Viking Energy was the subject of my most bizarre post of 2019. In September 2019, the SEC announced fraud charges against a former CEO for creating a fake CFO.

SEC filing – Camber Viking merger

 

 

Houston helicopter companies to merge in all-stock transaction

ERA Group and Bristow Helicopter have announced that they will merge in an all-stock transaction. Both companies have their head office in west Houston.



ERA is publicly-traded and has a market capitalization of $183 million. Bristow was publicly-traded until it entered Chapter 11 bankruptcy in 2019. The terms of the merger are that existing Bristow shareholders will get 77% of the combined company, while ERA shareholders will get 23%. The combined company will be renamed Bristow.
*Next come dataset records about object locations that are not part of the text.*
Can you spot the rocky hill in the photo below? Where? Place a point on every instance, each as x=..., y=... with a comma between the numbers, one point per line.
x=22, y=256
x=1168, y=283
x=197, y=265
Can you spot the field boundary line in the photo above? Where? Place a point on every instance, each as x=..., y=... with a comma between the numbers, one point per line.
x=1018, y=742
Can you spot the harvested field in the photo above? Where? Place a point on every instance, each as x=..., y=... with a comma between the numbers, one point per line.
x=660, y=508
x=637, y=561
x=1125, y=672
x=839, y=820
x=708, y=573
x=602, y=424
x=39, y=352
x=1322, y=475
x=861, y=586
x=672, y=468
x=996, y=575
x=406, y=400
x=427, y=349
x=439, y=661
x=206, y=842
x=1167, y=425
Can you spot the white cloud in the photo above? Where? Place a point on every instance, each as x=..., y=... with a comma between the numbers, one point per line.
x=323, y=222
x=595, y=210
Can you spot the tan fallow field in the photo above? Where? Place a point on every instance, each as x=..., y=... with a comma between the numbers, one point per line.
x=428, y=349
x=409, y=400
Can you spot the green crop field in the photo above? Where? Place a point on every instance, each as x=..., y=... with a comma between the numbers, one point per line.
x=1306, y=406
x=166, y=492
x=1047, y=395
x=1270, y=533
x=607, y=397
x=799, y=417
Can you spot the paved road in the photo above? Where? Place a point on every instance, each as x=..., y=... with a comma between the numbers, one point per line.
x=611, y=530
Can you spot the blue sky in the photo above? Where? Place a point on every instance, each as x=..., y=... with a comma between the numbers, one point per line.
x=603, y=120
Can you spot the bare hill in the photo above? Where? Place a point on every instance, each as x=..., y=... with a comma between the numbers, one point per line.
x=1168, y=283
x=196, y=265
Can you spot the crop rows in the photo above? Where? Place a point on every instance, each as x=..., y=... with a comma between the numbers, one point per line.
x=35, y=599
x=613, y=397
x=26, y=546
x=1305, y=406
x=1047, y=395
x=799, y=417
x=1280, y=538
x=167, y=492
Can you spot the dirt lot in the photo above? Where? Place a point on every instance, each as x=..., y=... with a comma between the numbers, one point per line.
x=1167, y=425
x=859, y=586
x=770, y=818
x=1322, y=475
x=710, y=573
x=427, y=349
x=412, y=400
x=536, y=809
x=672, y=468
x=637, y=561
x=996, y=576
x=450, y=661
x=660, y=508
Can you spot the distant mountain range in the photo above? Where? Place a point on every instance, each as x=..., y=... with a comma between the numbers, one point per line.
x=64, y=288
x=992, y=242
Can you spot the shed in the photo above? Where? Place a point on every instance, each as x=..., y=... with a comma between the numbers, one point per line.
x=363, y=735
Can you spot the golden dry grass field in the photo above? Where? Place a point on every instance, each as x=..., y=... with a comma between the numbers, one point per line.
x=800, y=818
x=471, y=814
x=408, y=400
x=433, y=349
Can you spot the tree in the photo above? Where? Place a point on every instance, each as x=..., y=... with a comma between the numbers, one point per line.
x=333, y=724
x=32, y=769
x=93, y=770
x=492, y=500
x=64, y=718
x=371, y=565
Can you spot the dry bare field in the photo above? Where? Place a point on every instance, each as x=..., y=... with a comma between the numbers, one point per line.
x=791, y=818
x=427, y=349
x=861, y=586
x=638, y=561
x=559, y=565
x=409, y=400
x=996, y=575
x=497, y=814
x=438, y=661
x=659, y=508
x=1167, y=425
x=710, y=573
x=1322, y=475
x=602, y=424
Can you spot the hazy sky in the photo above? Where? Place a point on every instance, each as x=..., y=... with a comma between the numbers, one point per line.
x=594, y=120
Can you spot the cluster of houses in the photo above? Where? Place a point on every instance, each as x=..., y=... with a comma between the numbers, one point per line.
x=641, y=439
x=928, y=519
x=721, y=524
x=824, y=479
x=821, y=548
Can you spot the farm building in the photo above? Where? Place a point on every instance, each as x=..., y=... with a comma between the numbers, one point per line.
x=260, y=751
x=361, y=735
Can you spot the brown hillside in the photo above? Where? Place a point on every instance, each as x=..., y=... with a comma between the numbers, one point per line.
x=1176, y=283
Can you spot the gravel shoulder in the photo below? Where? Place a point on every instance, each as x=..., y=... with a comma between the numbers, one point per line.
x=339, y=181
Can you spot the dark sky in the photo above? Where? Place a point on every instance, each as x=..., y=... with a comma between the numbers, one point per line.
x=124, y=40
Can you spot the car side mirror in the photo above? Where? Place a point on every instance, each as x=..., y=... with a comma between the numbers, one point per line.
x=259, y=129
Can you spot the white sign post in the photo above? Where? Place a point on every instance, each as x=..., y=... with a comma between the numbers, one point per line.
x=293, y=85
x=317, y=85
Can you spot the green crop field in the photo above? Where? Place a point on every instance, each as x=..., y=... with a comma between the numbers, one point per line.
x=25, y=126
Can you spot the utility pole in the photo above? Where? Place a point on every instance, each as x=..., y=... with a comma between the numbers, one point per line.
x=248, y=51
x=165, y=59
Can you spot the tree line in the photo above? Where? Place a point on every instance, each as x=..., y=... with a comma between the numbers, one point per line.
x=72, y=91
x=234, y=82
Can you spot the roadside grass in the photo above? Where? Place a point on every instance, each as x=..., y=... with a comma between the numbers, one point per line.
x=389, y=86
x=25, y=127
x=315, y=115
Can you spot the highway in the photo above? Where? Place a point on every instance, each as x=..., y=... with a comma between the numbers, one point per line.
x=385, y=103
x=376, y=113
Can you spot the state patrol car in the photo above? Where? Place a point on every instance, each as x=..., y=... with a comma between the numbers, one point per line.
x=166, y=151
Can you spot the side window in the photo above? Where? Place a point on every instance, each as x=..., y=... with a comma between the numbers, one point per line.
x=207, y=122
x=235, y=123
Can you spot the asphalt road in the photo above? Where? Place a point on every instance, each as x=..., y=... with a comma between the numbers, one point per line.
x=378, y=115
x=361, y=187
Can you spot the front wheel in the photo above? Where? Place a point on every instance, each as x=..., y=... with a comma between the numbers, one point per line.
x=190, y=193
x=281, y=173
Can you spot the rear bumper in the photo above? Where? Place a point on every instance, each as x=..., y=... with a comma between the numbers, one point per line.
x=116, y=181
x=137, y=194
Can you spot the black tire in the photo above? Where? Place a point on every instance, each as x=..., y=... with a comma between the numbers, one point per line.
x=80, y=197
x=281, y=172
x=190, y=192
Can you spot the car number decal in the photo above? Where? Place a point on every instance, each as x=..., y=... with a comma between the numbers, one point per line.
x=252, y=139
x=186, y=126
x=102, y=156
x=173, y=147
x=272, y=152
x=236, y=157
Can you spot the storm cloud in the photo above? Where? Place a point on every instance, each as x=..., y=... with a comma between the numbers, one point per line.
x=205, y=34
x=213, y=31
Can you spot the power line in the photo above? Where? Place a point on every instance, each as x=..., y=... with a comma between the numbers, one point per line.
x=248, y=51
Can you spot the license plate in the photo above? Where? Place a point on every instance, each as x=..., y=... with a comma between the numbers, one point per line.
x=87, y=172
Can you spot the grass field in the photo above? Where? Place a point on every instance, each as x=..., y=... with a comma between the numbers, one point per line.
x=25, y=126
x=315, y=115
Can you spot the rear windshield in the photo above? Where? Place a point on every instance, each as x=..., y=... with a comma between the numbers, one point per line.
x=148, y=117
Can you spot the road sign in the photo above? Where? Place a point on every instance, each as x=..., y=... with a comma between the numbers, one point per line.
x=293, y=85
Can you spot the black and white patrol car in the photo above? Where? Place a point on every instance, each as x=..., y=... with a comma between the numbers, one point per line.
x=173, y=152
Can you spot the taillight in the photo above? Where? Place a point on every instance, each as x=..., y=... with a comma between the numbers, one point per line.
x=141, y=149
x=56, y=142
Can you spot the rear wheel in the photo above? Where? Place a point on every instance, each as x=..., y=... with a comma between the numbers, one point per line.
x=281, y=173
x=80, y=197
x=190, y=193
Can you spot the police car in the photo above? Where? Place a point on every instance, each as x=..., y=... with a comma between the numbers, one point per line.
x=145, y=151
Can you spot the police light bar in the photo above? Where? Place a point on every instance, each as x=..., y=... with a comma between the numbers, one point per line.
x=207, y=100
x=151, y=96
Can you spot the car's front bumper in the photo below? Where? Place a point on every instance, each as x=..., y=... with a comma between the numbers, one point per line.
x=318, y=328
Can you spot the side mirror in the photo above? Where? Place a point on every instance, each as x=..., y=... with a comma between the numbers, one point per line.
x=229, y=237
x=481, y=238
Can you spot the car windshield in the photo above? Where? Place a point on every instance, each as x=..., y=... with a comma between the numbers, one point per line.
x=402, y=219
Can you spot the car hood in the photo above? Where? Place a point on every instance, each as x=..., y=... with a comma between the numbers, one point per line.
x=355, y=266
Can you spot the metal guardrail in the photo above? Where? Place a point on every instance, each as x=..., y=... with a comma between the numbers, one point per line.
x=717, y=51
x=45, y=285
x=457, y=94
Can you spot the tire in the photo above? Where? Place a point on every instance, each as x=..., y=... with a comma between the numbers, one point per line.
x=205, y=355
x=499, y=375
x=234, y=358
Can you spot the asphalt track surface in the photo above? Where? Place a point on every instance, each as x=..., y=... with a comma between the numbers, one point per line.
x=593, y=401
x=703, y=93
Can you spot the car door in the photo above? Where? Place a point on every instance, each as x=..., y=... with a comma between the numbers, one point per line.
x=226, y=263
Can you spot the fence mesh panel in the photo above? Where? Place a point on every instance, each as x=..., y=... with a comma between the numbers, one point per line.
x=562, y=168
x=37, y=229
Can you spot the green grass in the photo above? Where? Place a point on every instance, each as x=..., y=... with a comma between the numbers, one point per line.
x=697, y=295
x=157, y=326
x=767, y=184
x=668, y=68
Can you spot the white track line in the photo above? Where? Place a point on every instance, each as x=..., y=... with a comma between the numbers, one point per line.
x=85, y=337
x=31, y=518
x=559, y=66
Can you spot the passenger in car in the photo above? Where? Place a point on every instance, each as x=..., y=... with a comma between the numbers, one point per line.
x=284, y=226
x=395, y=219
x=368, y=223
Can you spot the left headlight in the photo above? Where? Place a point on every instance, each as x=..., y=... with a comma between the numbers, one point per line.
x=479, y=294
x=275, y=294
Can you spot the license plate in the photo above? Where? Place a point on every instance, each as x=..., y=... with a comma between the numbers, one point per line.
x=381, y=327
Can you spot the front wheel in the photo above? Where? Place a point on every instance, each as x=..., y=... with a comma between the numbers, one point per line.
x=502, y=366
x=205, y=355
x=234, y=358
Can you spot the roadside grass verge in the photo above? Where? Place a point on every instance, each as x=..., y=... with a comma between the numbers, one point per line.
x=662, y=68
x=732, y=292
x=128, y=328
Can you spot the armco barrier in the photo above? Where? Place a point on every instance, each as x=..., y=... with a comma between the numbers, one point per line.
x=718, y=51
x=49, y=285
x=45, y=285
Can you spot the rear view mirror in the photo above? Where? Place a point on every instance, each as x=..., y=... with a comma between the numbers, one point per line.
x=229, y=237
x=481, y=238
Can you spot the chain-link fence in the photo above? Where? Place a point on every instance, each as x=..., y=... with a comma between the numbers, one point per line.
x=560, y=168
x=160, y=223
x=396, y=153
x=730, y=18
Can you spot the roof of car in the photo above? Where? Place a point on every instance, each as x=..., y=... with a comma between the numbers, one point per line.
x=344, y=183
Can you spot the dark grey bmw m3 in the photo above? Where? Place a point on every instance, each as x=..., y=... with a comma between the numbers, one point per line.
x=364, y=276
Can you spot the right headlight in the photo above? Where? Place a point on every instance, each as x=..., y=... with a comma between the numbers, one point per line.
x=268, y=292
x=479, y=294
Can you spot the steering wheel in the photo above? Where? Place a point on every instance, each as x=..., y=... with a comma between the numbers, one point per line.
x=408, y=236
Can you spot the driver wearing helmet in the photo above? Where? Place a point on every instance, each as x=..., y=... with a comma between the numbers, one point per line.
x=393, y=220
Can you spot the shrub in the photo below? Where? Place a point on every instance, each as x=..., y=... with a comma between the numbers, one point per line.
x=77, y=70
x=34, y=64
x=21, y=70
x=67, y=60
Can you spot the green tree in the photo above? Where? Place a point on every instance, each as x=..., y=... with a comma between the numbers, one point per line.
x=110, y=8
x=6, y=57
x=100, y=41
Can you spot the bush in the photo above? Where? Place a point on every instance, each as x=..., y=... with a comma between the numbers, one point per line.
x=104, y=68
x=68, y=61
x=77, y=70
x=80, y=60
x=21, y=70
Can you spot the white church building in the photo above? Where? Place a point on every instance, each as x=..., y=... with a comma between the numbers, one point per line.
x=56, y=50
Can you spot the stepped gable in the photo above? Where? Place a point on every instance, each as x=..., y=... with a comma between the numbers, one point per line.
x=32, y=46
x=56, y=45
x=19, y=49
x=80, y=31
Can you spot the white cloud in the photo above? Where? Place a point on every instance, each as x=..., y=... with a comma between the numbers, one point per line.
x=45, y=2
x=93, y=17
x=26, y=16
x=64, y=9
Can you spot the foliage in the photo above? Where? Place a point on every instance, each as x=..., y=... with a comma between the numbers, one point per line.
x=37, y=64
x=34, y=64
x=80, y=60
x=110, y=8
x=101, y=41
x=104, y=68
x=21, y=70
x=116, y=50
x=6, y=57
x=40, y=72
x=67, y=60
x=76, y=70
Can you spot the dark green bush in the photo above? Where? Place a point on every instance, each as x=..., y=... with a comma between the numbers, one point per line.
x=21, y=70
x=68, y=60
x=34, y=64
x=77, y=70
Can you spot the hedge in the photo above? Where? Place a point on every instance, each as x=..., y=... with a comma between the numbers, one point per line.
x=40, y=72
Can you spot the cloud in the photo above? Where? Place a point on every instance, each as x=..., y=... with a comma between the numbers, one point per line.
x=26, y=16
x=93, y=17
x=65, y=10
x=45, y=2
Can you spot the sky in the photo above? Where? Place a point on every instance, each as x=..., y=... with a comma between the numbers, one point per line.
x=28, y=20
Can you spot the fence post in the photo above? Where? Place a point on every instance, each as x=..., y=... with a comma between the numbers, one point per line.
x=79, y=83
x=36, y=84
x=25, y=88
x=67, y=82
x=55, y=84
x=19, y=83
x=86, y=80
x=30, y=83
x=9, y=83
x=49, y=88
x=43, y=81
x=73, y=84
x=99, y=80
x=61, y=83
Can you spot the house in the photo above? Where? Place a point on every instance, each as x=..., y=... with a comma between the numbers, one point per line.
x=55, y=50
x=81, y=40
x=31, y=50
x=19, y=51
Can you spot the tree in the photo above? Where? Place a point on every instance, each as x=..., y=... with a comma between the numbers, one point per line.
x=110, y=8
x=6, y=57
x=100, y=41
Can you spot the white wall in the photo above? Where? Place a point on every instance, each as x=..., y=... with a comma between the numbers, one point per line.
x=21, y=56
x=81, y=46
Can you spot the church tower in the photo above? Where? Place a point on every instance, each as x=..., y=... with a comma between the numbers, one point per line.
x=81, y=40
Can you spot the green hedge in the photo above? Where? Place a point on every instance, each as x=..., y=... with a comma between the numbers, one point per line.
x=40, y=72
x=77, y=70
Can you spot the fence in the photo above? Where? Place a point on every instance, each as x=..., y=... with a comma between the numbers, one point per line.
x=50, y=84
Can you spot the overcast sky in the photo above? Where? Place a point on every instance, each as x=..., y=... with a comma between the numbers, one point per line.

ERA CEO Chris Bradshaw will become the CEO. However, the rest of the management team will be named later. The current CFO of ERA is Jennifer Whalen, who has been in that role since June 2017. For Bristow, it is Brian Allman who was promoted to the role in March 2019. Mr Allman replaced Don Miller who was promoted to the CEO role of Bristow. No word yet on what role Mr Miller will have post-merger.

The companies expect to achieve $35 million in cost savings through the elimination of duplicate corporate expenses and the optimization of aircraft maintenance and fleet utilization.

Bristow filed for bankruptcy in May 2019 and exited in October. Existing shareholders were wiped out and the bondholders took over the company.  Debts of $1.7 billion were reduced by $900 million. The filing was somewhat controversial as some shareholders argued that Bristow should not have been put into bankruptcy as the equity still had value.

The transaction is expected to close in the second half of 2020. If shareholders of one of the companies votes down the deal, there will be a $9 million break-up payable to the other party.